I mean, I feel the results. I see them. I even smell the results.
Yes, it's true. When you have a breast removed, and some lymph nodes, they don't want you to use powder or fumigants or any other thing (like deodorant) that might clog your underarm pores. Needless to say, I can smell myself and to be honest, I am not fond of the smell of my underarm! TMI, as my daughter would say?
I really don't know if the feelings I have are healthy or not, because of how distant I seem to be from most of them.
Maybe the healing process doesn't really begin until you have received the "cancer-free" seal of approval. I don't know. I do expect to get to that stage. But until I do, I wonder if this feeling of NOT feeling like it is happening to me is a defense mechanism -- that state of denial in the stages of grief -- just to get through it?

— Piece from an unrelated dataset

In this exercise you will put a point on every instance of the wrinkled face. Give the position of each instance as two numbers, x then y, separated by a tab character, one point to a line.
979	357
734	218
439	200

Of course, I would like to think that I am just totally well-adjusted and able to take anything thrown my way. But I'm also smart enough to know that I am not as well-adjusted as I like to pretend I am.
But maybe the pretense is half the battle?
That's my theory today, and I'm sticking with it, until it doesn't work anymore! (That's the beauty of these personal "traumas." You can play a role any way you want, as long as it works for you.)
And I'm going to reiterate my yearly mammo plea! I AM THEE yearly mammo poster child. I mean, I went from a "good" mammo last year to, "We're gonna have to take your boob because you have three cancerous spots" status this year. (Although that last cancerous spot we did not KNOW to be cancerous until AFTER the removal.)
If I can help just one other person with my yearly mammogram plea, I will be happy.
Get 'er done, ladies!!!! Your life may depend on it.